Okay. Obviously if you eat less calories than you burn you loose weight, if eating 1.2g/lb of bodyweight while lowering my calories can i still build muscle?


----------



## Ultrasonic (Jul 13, 2004)

Ben22 said:


> Okay. Obviously if you eat less calories than you burn you loose weight, if eating 1.2g/lb of bodyweight while lowering my calories can i still build muscle?

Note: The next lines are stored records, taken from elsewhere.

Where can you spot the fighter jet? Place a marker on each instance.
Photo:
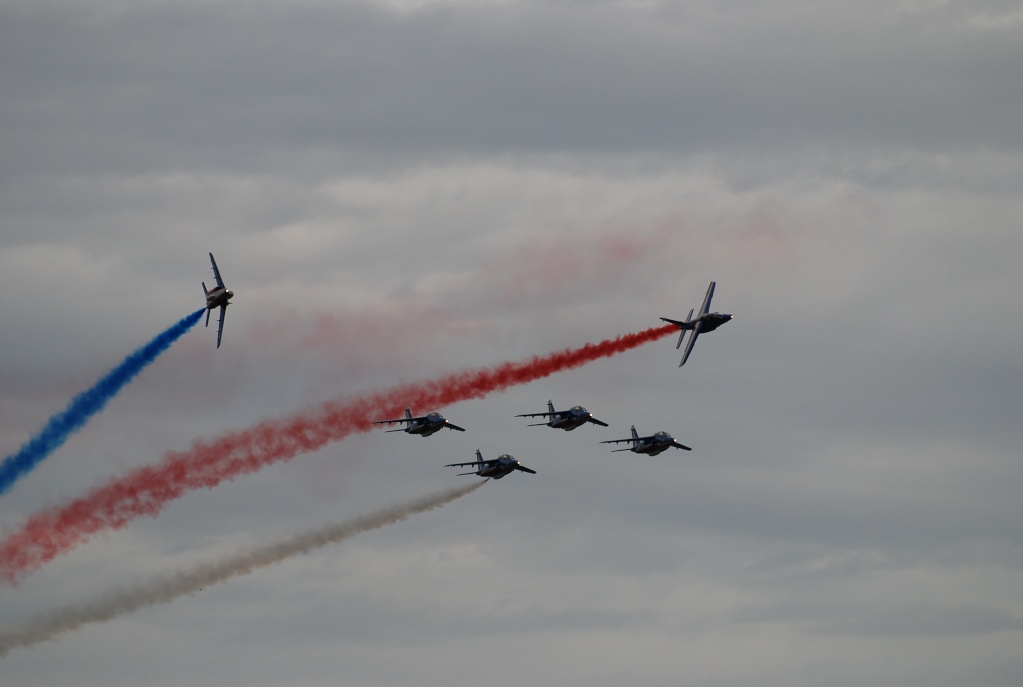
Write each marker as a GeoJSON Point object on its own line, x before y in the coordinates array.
{"type": "Point", "coordinates": [424, 426]}
{"type": "Point", "coordinates": [651, 446]}
{"type": "Point", "coordinates": [565, 419]}
{"type": "Point", "coordinates": [218, 298]}
{"type": "Point", "coordinates": [706, 321]}
{"type": "Point", "coordinates": [495, 467]}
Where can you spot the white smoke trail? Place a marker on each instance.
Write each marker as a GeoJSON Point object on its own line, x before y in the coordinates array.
{"type": "Point", "coordinates": [169, 588]}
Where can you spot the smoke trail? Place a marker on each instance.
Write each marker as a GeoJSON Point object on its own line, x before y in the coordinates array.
{"type": "Point", "coordinates": [88, 403]}
{"type": "Point", "coordinates": [144, 491]}
{"type": "Point", "coordinates": [169, 588]}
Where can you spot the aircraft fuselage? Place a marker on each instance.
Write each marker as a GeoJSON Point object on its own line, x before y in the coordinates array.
{"type": "Point", "coordinates": [569, 421]}
{"type": "Point", "coordinates": [425, 428]}
{"type": "Point", "coordinates": [218, 296]}
{"type": "Point", "coordinates": [499, 468]}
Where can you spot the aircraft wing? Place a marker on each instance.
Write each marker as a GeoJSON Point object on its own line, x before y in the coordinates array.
{"type": "Point", "coordinates": [678, 323]}
{"type": "Point", "coordinates": [704, 309]}
{"type": "Point", "coordinates": [216, 272]}
{"type": "Point", "coordinates": [688, 345]}
{"type": "Point", "coordinates": [223, 314]}
{"type": "Point", "coordinates": [486, 463]}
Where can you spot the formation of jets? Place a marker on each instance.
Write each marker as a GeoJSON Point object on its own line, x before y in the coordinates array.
{"type": "Point", "coordinates": [567, 419]}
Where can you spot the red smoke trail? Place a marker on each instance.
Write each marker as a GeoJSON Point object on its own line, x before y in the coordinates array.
{"type": "Point", "coordinates": [144, 491]}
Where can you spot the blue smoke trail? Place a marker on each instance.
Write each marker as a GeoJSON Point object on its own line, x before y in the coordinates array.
{"type": "Point", "coordinates": [88, 403]}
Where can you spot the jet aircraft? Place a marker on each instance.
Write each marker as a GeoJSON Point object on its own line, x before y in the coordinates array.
{"type": "Point", "coordinates": [424, 426]}
{"type": "Point", "coordinates": [218, 298]}
{"type": "Point", "coordinates": [651, 446]}
{"type": "Point", "coordinates": [706, 321]}
{"type": "Point", "coordinates": [495, 467]}
{"type": "Point", "coordinates": [565, 419]}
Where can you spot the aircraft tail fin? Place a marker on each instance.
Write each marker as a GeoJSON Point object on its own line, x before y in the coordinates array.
{"type": "Point", "coordinates": [681, 334]}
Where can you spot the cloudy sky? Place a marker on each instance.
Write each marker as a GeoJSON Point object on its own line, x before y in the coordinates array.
{"type": "Point", "coordinates": [397, 190]}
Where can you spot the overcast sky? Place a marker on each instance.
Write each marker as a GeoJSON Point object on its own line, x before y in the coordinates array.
{"type": "Point", "coordinates": [396, 190]}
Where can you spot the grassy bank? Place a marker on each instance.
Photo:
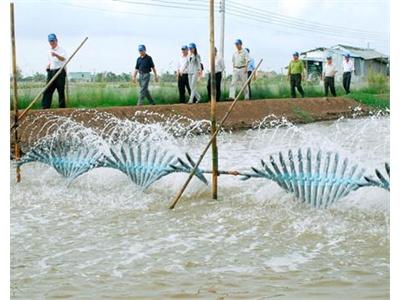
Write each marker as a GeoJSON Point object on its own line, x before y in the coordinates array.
{"type": "Point", "coordinates": [91, 95]}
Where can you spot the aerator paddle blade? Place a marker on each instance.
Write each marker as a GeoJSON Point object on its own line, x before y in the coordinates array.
{"type": "Point", "coordinates": [319, 180]}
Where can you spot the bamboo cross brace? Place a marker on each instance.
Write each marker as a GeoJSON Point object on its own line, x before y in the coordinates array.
{"type": "Point", "coordinates": [48, 84]}
{"type": "Point", "coordinates": [227, 114]}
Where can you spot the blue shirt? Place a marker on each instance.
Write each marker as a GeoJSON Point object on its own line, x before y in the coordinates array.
{"type": "Point", "coordinates": [251, 66]}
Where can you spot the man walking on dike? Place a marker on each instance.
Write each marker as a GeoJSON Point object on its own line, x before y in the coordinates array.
{"type": "Point", "coordinates": [329, 76]}
{"type": "Point", "coordinates": [144, 65]}
{"type": "Point", "coordinates": [219, 69]}
{"type": "Point", "coordinates": [182, 73]}
{"type": "Point", "coordinates": [250, 68]}
{"type": "Point", "coordinates": [57, 58]}
{"type": "Point", "coordinates": [240, 60]}
{"type": "Point", "coordinates": [348, 68]}
{"type": "Point", "coordinates": [295, 75]}
{"type": "Point", "coordinates": [194, 71]}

 Have another read of my earlier post:

https://www.uk-muscle.co.uk/topic/292051-nutrition/?do=embed&comment=5533466&embedComment=5533466&embedDo=findComment


----------



## Ben22 (Sep 7, 2016)

Ultrasonic said:


> Have another read of my earlier post:


 Right nobother, so eating 500calories less a day for a week will make me loose 1lb, close enough. So for example lets say i eat 2500 calories a day, do i just need to eat 2000calories a day for a week & do my training or do i need to keep dropping my calorie intake just i can't keep dropping it by 500 or i wont be able to hit my needed protein amount?


----------



## Ultrasonic (Jul 13, 2004)

Ben22 said:


> Right nobother, so eating 500calories less a day for a week will make me loose 1lb, close enough. So for example lets say i eat 2500 calories a day, do i just need to eat 2000calories a day for a week & do my training or do i need to keep dropping my calorie intake just i can't keep dropping it by 500 or i wont be able to hit my needed protein amount?


 No you don't keep dropping it every week. Reducing what you eat by 500 kcal per day will lead to a bit less than 1lb per week of fat loss but it will be in that ballpark.


----------



## Ben22 (Sep 7, 2016)

Do you think i could fit 170g of protein in a day while only eating 1500 calories??


----------



## Ultrasonic (Jul 13, 2004)

Ben22 said:


> Do you think i could fit 170g of protein in a day while only eating 1500 calories??


 1g of protein gives 4 kcal, so 170g is 680 kcal. So yes, you could easily do this eating 1500 kcal per day. But where did the 1500 kcal figure come from? That's very low.

I've slightly lost track of this thread to be honest! What are you trying to achieve, and do you have any idea how many calories you usually eat? Myfitnesspal is a very handy app/website if you haven't tried it.


----------



## Ben22 (Sep 7, 2016)

I want to drop my body fat % to around 10% then access my phesique , hopefully I'll be happy because I'm not wanting to be big i just want to look a healthy weight with some definition because i used to be 8 & a half stone,very skinny! & if im not happy i want to try & clean bulk to reach that point, just i know if i try & bulk now my bf% will rise quicker than my muscle mass so I'm trying to cut Abit first to start getting used to managing & sticking to a diet which will make it easier to bulk a little cleaner than i would now.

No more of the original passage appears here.